Мой роман — все эти необычные, полные приключений недели я вынашивал его в душе, мысленно составлял список необходимых поправок и обдумывал его дальнейший ход. То, что я хорошо вел себя как пациент, что я поправлялся с едва ли свойственной моему возрасту быстротой, что я вообще хотел выдержать и успешно выдержал столь тяжкое, позднее и неожиданное испытание моего организма — разве все это не имело некоей тайной цели, разве ей не служило, и не затем ли ко мне вернулось сознание, чтобы я встал и закончил это?

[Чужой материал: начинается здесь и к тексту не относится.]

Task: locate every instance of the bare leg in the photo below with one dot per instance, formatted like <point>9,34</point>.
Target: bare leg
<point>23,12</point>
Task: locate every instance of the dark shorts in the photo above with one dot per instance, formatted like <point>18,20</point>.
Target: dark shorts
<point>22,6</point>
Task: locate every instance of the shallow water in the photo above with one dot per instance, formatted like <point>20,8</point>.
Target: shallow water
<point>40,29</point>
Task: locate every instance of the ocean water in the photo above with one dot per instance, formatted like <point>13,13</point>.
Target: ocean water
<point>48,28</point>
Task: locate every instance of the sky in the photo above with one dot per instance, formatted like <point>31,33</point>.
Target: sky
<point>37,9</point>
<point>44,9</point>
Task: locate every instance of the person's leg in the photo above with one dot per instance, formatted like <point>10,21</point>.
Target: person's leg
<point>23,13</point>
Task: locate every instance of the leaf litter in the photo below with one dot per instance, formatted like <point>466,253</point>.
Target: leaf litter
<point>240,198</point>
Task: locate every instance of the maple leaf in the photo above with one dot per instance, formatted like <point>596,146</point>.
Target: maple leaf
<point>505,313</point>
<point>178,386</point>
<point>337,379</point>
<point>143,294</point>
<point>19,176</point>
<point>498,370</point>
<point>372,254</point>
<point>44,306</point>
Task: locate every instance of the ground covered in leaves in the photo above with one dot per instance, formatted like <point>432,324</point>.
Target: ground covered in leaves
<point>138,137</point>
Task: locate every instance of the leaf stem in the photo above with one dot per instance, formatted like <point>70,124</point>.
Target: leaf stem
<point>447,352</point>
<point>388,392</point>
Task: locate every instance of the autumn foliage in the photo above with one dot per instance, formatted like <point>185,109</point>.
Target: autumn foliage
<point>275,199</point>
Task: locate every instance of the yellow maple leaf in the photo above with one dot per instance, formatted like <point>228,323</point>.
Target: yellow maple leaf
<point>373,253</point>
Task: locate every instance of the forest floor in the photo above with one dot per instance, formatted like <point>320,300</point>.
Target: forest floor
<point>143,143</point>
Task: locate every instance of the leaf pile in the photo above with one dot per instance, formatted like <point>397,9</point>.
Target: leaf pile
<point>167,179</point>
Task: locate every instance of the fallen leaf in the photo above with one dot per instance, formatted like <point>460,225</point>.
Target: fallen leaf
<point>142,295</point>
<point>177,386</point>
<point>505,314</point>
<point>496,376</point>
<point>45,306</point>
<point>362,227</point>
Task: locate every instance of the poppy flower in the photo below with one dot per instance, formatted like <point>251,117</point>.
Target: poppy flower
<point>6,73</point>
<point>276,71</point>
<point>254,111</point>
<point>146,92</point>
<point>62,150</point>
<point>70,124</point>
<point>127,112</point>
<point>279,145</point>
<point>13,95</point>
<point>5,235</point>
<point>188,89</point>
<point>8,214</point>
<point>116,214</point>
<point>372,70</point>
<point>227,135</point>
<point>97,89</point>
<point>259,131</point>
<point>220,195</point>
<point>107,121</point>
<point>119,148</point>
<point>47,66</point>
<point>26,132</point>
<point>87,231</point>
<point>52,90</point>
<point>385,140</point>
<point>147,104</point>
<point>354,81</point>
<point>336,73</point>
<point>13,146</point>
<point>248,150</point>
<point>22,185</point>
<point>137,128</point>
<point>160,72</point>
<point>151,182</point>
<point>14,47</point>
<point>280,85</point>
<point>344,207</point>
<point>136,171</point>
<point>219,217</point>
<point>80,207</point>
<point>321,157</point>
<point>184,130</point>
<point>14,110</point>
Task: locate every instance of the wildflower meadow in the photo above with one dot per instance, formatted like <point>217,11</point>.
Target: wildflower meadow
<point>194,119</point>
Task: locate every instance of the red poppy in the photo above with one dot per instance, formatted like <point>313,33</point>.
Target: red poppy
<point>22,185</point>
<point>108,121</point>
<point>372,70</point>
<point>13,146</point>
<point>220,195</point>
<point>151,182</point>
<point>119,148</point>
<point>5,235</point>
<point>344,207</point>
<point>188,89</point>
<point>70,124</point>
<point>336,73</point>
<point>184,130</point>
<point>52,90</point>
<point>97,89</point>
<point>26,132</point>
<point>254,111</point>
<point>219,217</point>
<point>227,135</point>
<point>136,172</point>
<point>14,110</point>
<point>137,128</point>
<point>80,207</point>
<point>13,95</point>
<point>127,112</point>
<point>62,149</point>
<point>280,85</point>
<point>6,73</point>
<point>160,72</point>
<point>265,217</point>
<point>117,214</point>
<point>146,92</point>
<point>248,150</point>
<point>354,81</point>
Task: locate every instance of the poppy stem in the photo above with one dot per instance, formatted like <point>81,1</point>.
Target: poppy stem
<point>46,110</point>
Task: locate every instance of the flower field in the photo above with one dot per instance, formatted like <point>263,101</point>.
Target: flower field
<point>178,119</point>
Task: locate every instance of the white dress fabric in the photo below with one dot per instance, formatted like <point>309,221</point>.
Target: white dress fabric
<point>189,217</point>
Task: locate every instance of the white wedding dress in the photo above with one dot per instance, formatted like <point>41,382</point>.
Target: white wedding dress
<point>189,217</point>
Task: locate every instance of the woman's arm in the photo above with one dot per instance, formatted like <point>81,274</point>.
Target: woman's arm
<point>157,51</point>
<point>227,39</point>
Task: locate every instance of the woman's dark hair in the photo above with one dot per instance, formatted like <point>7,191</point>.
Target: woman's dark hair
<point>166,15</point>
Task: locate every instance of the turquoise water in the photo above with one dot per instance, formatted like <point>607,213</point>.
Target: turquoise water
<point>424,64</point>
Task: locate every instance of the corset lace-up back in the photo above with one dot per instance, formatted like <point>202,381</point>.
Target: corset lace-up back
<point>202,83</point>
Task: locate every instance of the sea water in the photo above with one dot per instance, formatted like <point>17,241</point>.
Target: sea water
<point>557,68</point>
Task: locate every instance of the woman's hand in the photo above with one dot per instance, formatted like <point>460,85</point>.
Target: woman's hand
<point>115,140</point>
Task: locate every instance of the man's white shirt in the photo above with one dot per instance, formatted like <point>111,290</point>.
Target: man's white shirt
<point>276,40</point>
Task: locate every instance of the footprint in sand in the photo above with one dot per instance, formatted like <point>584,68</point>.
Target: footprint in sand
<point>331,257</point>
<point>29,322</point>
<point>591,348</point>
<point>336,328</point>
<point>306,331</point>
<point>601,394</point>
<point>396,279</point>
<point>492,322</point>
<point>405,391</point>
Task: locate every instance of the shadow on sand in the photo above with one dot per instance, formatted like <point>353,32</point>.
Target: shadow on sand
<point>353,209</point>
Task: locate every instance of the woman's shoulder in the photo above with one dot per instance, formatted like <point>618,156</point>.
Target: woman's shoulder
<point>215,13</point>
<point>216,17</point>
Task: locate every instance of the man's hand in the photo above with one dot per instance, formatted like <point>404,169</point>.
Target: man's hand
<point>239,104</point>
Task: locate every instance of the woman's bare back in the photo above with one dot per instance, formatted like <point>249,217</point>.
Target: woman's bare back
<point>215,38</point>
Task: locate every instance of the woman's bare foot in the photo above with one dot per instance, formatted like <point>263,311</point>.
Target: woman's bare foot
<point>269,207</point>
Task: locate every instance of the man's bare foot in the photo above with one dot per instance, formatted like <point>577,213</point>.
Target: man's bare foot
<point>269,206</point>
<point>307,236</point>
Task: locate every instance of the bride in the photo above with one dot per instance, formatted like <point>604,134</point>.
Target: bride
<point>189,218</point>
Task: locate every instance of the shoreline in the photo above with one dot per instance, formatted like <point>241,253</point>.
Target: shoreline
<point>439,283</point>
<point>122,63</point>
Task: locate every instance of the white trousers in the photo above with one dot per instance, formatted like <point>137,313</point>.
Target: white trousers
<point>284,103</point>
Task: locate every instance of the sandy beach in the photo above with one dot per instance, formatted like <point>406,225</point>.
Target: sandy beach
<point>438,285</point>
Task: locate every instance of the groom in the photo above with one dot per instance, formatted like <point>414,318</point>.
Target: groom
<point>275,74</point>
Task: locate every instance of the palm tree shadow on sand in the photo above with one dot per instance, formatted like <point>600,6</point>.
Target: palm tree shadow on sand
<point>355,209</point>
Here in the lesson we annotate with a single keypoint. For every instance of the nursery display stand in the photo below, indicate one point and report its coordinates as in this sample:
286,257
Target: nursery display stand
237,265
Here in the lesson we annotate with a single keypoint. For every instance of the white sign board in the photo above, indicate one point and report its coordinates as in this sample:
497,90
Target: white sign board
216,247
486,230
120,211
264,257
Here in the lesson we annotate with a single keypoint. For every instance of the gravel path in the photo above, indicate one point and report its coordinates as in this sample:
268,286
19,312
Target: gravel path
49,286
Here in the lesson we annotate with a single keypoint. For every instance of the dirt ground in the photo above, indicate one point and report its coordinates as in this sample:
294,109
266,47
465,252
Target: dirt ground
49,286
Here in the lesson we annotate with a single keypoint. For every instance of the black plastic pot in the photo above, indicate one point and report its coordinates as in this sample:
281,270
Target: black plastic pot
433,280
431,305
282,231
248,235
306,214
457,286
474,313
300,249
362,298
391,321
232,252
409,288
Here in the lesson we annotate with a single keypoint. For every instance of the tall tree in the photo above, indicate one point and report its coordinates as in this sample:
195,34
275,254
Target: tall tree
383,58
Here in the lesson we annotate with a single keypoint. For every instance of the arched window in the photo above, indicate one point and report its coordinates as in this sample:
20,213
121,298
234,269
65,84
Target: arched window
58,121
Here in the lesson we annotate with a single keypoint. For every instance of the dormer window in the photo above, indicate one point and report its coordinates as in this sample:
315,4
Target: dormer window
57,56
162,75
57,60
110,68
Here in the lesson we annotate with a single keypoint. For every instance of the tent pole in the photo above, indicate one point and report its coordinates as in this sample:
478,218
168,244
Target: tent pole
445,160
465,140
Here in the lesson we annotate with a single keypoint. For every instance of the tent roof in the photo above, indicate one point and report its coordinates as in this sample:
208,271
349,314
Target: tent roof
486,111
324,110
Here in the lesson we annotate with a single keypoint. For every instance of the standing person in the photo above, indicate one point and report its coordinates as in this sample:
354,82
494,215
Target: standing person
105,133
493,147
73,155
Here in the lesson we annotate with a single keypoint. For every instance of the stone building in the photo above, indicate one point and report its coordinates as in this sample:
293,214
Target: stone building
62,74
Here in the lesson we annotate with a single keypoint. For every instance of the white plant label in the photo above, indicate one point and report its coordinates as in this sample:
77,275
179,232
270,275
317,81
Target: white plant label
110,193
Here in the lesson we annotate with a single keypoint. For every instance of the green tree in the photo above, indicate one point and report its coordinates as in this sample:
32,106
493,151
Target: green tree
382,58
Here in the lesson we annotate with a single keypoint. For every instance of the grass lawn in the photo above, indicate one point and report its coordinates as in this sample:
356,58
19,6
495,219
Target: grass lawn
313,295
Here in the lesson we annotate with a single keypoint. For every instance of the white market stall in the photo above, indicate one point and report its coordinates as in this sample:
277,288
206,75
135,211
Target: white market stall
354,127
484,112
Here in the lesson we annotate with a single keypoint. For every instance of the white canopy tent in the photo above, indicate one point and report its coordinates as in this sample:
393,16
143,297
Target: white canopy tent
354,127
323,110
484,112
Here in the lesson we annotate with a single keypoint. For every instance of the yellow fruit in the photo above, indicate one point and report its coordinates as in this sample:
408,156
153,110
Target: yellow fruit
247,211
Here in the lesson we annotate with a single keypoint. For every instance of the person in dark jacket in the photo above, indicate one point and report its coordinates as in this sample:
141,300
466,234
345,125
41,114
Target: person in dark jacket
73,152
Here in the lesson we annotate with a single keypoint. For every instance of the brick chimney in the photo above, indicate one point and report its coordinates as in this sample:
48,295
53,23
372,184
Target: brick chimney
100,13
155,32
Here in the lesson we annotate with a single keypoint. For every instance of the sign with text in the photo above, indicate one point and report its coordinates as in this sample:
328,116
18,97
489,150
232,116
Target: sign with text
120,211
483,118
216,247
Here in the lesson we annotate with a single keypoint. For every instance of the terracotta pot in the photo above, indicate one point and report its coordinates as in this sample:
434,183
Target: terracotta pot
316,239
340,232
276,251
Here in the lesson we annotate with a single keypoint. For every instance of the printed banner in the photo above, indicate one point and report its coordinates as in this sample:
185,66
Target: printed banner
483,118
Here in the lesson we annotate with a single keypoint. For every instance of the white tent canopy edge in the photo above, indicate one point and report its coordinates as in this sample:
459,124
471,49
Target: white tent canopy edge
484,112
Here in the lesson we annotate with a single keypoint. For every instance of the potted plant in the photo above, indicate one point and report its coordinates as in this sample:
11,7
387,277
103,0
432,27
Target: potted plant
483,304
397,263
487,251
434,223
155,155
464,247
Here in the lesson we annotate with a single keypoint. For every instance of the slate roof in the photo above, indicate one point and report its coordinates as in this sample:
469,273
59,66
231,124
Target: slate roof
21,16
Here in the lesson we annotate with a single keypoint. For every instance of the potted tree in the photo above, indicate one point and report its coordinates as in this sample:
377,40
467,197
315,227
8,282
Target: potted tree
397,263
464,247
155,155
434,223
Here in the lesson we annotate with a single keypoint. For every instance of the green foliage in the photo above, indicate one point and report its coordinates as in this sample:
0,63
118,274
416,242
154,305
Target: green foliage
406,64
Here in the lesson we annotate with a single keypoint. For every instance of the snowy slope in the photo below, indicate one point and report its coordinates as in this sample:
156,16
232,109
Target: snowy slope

Мысль о моей работе была подобна открытой ране, любое прикосновение к которой, пусть даже с самыми добрыми намерениями, встряхивало меня, при всей моей слабости, поразительным образом. Моя жена и Эрика прочитали привезенный в Чикаго машинописный экземпляр текста, и однажды, когда я, не чувствуя ни малейшего аппетита, сидел за своим узким обеденным столиком, Эрика поделилась со мной отдельными впечатлениями; она говорила только о первых наездах в Пфейферинг друзей Адриана, Шпенглера, Жанетты Шейрль, Швердтфегера, о художественном свисте Руди, о том, что все это, по ее мнению, превосходно написано. Я тотчас же залился слезами, радостный смысл которых мне тотчас пришлось растолковать своей девочке, ибо она безжалостно бранила себя за неосторожность.